Andy Card: Yes. You have to have a steely resolve, thick skin, a velvet glove, a listening ear—and you have to be decisive. There will be scores of people clamoring for your attention on any given day; probably about 20 to 30 in the White House, another 20 to 30 members of Congress. And in terms of the media—well, they're insatiable, so I would take my direction from the press secretary. Probably about 10 percent of the cabinet on any given day is scratching at your door. Develop some priorities and delegate, because it's a grueling job, a 24/7 job. I think [current chief of staff] Josh Bolten does a better job at it than I did.

What's the single most important aspect of the job to get right?
Earn and keep the trust of the president. Those are two different statements. Don't talk about things you shouldn't be talking about, beyond what the president tells you. Remember that you're serving the president and the First Lady, not a constituency. You're not only there to help the president do his job, but you are also responsible for protecting the institution of the presidency—and sometimes, those will appear to be in conflict. Also, the White House is very good about paying attention to structure and organization, but I think the chief of staff also needs to pay attention to the psychology, emotions and needs of the president beyond policy. That could include contemplation time, time to call a friend or time to read a book. The chief of staff needs to be focused on the president's 24-hour experience, not just his time in the Oval Office.

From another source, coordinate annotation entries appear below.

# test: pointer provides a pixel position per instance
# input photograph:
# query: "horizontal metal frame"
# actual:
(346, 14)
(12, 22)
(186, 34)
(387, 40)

Any tips for how to balance all the competing needs from different people within executive branch?
You have to have excellent peripheral vision, recognizing that a lot of other people in the White House will have tunnel vision. People who are experts on policy might come breathlessly into your office declaring that they're ready to get something done, but the truth is the decision may be disconnected from the reality of connecting with Congress, or the United Nations, or even the American people. Just because the policy wonks are ready doesn't mean the climate is receptive to the debate.

Did you have a favorite technique for turning down requests from people who just won't get the message?
No, I just tried to be polite, to be inclusive rather than exclusive, and to set priorities and keep to them. I imposed the same test on everyone: the test of needs versus wants. You have to make sure you address needs, but you can't address wants, because they'll crowd out the time for the needs. It's a tremendous management challenge. I used to manage by walking around and talking to people, rather than waiting for them to come to me. But you have to make decisions. If you are not decisive, the White House will not function very well.

What about when there are disagreements among top figures? That's a lot of ego for one person to manage.
Disagreements among staff members are actually the norm rather than the exception. Most people who work in the White House are type-A personalities, so even when they agree they don't want to admit it. Contrary to the myth, there is no monolithic thinking in the White House. It's more important to make sure the arguments are civil and respectful than to try to make them disappear. You actually want a healthy tension and contrarian views expressed.

What about dealing with us fine folks in the media? I believe it was James Baker who wrote in his book that he liked to be the anonymous source, because he felt he could better control the flow of information.
I took my direction on the press from the people who are paid to do that. I didn't try to manage the press, because I'm sure I would never be able to manage it well—and I'm sure that caused me some problems.

If you were to go back and do one thing differently, what would it be?
I probably would've left a year and a half earlier.